This tutorial will cover R API for cytoscape through RCy3 package. People who are interested in Cytoscape GUI with can follow Lars Juhl Jensen’s labs tutorial(https://jensenlab.org/training/stringapp/).

1 Installation and testing the setup

If the packages required for this session are not available, please create the environment using the “renv.lock” file.¨

renv::restore(lockfile = "renv.lock")

suppressMessages(library(dplyr))
suppressMessages(library(RCy3))
suppressMessages(library(readxl))
suppressMessages(library(tidyverse))
suppressMessages(library(readxl))

Start the cytoscape app before running any of the follwoing code.

cytoscapePing()
cytoscapeVersionInfo()

##       apiVersion cytoscapeVersion 
##             "v1"          "3.8.0"

Now close the cytoscape and install the string database app using R studio.

installApp("stringapp")

1.1 Installation of cytoscape apps using R

To install cytoscape apps one can use the Cytoscape GUI through app manager or can install directly from R using the following code. The following step wont be necessary for this course.

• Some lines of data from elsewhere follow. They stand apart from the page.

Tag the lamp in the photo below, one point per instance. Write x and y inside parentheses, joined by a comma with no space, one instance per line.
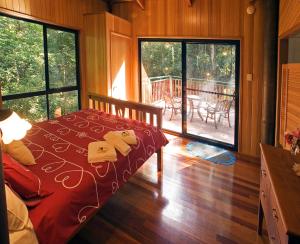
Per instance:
(12,127)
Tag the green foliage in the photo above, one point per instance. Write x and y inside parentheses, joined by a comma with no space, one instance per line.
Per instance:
(61,58)
(22,68)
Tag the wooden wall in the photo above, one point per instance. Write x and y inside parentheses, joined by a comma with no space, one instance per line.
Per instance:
(289,19)
(288,92)
(225,19)
(108,48)
(67,13)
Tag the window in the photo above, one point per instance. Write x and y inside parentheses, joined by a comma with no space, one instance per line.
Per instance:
(38,69)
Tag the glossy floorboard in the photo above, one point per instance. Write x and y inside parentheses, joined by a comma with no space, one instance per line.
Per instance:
(194,201)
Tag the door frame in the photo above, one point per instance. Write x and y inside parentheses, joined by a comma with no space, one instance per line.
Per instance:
(184,42)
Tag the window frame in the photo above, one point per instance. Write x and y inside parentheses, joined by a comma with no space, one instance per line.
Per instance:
(48,91)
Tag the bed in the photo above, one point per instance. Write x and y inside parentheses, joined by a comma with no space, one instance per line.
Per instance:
(78,188)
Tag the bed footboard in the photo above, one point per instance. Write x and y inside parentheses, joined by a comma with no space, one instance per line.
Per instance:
(132,110)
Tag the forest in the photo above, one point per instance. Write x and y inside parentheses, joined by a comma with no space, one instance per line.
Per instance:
(35,62)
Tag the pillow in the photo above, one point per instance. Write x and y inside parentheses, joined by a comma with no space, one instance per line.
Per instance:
(22,180)
(20,152)
(19,225)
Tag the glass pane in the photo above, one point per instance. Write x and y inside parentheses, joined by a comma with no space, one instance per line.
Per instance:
(32,108)
(61,58)
(161,80)
(21,56)
(63,103)
(211,91)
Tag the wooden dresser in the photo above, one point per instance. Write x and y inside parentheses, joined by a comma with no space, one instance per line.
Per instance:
(279,196)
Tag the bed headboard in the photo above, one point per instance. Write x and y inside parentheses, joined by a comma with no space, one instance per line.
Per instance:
(133,110)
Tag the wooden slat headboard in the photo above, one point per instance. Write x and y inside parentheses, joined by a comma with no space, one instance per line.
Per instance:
(133,110)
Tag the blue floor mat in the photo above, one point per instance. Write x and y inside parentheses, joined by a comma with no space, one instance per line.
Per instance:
(211,153)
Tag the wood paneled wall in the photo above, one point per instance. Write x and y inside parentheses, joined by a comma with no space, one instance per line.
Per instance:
(218,19)
(108,48)
(288,92)
(289,19)
(67,13)
(290,97)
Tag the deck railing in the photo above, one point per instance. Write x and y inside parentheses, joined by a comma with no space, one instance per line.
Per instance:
(155,88)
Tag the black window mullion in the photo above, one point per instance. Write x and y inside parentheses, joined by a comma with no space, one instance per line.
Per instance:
(78,69)
(46,68)
(183,87)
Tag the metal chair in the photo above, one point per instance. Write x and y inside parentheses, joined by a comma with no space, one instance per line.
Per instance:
(173,103)
(221,108)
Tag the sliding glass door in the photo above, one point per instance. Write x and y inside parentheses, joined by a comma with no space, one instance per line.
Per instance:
(196,83)
(211,82)
(161,82)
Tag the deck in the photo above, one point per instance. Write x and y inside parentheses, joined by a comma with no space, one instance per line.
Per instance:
(198,127)
(159,91)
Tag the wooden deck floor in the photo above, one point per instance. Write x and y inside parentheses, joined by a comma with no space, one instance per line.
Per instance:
(194,201)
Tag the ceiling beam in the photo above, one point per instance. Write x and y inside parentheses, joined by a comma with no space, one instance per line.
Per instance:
(189,2)
(141,3)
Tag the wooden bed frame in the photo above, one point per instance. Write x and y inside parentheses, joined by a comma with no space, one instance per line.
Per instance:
(132,110)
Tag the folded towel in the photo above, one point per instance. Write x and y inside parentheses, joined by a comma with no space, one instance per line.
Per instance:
(127,136)
(101,151)
(118,143)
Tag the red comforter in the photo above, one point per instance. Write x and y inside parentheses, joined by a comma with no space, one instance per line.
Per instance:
(79,188)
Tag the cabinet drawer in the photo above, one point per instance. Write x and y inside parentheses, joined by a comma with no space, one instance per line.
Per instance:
(264,186)
(277,219)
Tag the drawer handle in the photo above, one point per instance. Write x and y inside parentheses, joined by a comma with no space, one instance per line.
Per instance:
(274,214)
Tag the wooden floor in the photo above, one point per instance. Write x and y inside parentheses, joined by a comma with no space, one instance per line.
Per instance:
(194,201)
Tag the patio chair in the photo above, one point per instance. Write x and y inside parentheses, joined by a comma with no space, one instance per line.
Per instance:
(221,108)
(173,103)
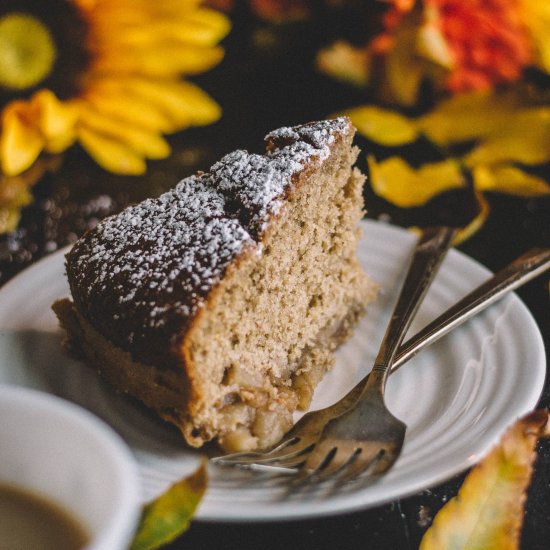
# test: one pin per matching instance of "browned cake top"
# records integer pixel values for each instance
(141, 276)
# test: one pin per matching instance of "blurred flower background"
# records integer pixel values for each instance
(106, 102)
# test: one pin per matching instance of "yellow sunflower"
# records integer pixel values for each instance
(105, 73)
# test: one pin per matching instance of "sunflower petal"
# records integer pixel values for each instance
(164, 59)
(401, 184)
(383, 126)
(111, 154)
(509, 179)
(129, 109)
(201, 28)
(56, 120)
(185, 103)
(149, 144)
(21, 142)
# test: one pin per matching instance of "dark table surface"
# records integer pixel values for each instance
(256, 100)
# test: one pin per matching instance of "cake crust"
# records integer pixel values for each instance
(158, 288)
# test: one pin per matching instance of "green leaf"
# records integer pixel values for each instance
(509, 179)
(169, 515)
(401, 184)
(487, 512)
(383, 126)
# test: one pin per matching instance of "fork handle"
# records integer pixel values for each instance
(521, 270)
(428, 255)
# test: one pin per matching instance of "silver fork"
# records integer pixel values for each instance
(291, 452)
(429, 252)
(368, 437)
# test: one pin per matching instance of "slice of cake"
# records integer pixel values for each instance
(220, 303)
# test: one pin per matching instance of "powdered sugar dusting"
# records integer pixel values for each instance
(140, 276)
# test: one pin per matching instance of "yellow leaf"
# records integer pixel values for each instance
(169, 515)
(404, 67)
(474, 225)
(509, 179)
(525, 139)
(401, 184)
(111, 154)
(383, 126)
(345, 63)
(487, 512)
(56, 120)
(430, 40)
(468, 116)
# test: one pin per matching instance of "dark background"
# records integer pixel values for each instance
(268, 80)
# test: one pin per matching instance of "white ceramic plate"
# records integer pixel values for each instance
(456, 397)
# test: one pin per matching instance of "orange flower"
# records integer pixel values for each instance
(488, 40)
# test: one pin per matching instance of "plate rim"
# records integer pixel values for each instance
(350, 504)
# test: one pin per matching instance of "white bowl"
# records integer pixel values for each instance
(64, 453)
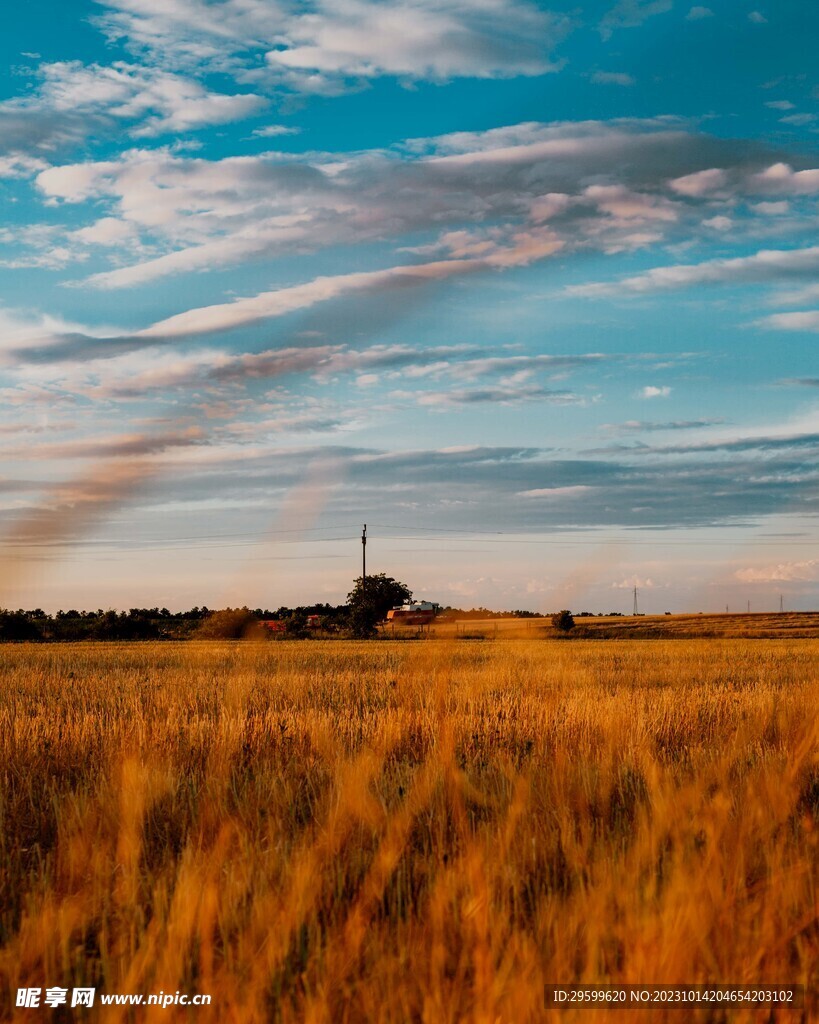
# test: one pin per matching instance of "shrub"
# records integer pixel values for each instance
(563, 621)
(229, 624)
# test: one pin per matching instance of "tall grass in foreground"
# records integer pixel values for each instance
(387, 832)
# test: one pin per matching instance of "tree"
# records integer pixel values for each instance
(229, 624)
(563, 621)
(371, 599)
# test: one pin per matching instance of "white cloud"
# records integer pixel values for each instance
(807, 571)
(321, 46)
(105, 231)
(612, 78)
(557, 494)
(642, 583)
(484, 192)
(806, 321)
(766, 265)
(700, 183)
(274, 131)
(153, 101)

installation_responses <- c()

#list of app to install
cyto_app_toinstall <- c("clustermaker2", "enrichmentmap", "autoannotate", "wordcloud", "stringapp", "aMatReader", "yFiles Layout Algorithms", "enhancedGraphics")

cytoscape_version <- unlist(strsplit( cytoscapeVersionInfo()['cytoscapeVersion'],split = "\\."))
if(length(cytoscape_version) == 3 && as.numeric(cytoscape_version[1]>=3) 
   && as.numeric(cytoscape_version[2]>=7)){
  for(i in 1:length(cyto_app_toinstall)){
    #check to see if the app is installed.  Only install it if it hasn't been installed
    if(!grep(commandsGET(paste("apps status app=\"", cyto_app_toinstall[1],"\"", sep="")), 
             pattern = "status: Installed")){
      installation_response <-commandsGET(paste("apps install app=\"", 
                                                cyto_app_toinstall[i],"\"", sep=""))
      installation_responses <- c(installation_responses,installation_response)
    } else{
      installation_responses <- c(installation_responses,"already installed")
    }
  }
  installation_summary <- data.frame(name = cyto_app_toinstall, 
                                     status = installation_responses)
  
  knitr::kable(list(installation_summary),
  booktabs = TRUE, caption = 'A Summary of automated app installation'
)
}

1.2 Intuition behind using RCy3 to analyze networks with cytoscape.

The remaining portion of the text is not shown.